Je ne me sentais pas belle. Je me sentais « trop » — trop grande, trop lourde, trop voyante d'une manière que je ne souhaitais pas. Dans mes rêves, je n'étais pas cette fille aux courbes indomptables et aux boucles sombres rebelles. Dans mes rêves, j'étais une petite princesse blonde et délicate. J'étais gracieuse et fragile, avec un corps qui inspirait la poésie et les chansons. Je portais des robes de soie qui miroitaient à la lumière. Des chevaliers se battaient pour ma main, terrassant des dragons et des sorciers juste pour avoir la chance d'être à mes côtés.
Mais les rêves restaient des rêves. Et en réalité, j'étais bien là : solide, en chair, coincée dans un corsage qui me pinçait sous le poids de ma poitrine. Je le remontai encore une fois en soupirant. Je souhaitais pour la millième fois être quelqu'un d'autre, ne serait-ce qu'une journée.
Mon esprit s'évadait, inventant des histoires de terres lointaines et d'aventures audacieuses. Puis l'agitation du marché me ramena à la réalité. Je me redressai brusquement, lissai ma robe et affichai un sourire forcé. « Du miel ! Des fleurs ! Fruits et légumes frais, tout est ici ! » Ma voix s'éleva au-dessus du brouhaha, une note joyeuse censée attirer l'attention des passants.
Les pots de miel sur l'étal brillaient au soleil. Leur contenu doré captait la lumière comme des flaques d'ambre. Les fleurs débordaient des paniers en éclats de couleurs. Elles offraient un contraste parfait avec les légumes robustes empilés : des tomates charnues, du maïs doux et des légumes verts feuillus, tous arrivés de la ferme. Les pommes et les fraises étincelaient sous le soleil.
Je passai mes mains sur ma robe. Je sentis la texture rugueuse familière du tissu bleu sous mes paumes. Elle était faite de vieux sacs de grains. La matière était rêche contre ma peau et lourde. J'avais passé des heures à l'assembler, coupant et cousant chaque pièce avec soin, essayant de créer quelque chose qui me cacherait. J'avais choisi le bleu parce qu'il me rappelait la mer — un petit clin d'œil à la beauté dans un vêtement destiné à me camoufler.
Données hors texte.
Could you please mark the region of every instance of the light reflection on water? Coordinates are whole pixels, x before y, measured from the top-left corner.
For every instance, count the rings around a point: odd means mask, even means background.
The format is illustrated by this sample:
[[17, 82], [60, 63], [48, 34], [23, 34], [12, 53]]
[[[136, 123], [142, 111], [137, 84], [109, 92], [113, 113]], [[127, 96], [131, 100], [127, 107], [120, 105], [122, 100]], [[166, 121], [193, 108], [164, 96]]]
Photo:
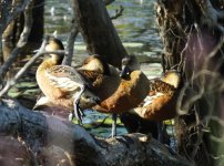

La robe était simple, avec une encolure carrée que j'avais remontée plus haut que la normale pour couvrir ma poitrine du mieux possible. Le tissu tirait sur mon buste, pliant légèrement sous le poids de mes seins, peu importe mes ajustements. La jupe s'évasait un peu aux hanches. Le tissu était raide et peu souple, tombant en plis maladroits autour de mes jambes. J'avais essayé de créer une coupe qui me ferait paraître plus petite, plus discrète. Mais quoi que je fasse, mes formes refusaient d'être masquées.
Les coutures étaient inégales par endroits, avec une pièce ici et là où le tissu s'était usé à force de servir. Malgré mes efforts, la robe n'était qu'une piètre imitation des tenues dont je rêvais — ces soies et satins élégants qui brillent comme l'eau sous la lune. À la place, je portais quelque chose d'utilitaire et de peu flatteur. C'était un rappel constant de ma condition et de mon corps.
Je lissai à nouveau ma jupe pour effacer des plis imaginaires. J'ajustai le tablier noué autour de ma taille. Il était un peu trop petit. Les cordons me sciaient les hanches, mais cela aidait à ne pas salir ma robe pendant le travail. Je le serrai davantage, comme si cela pouvait tout arranger ou me faire me sentir moins exposée.
« Du miel ! Des fleurs ! Légumes frais, fruits frais, tout droit venus de la ferme ! » criai-je à nouveau, m'efforçant de sourire plus largement. Le marché bourdonnait de vie autour de moi. Pourtant, je ne pouvais m'empêcher de me sentir invisible, fondue dans ce monde rude et pratique de vieux sacs de grains et de toile bleue grossière.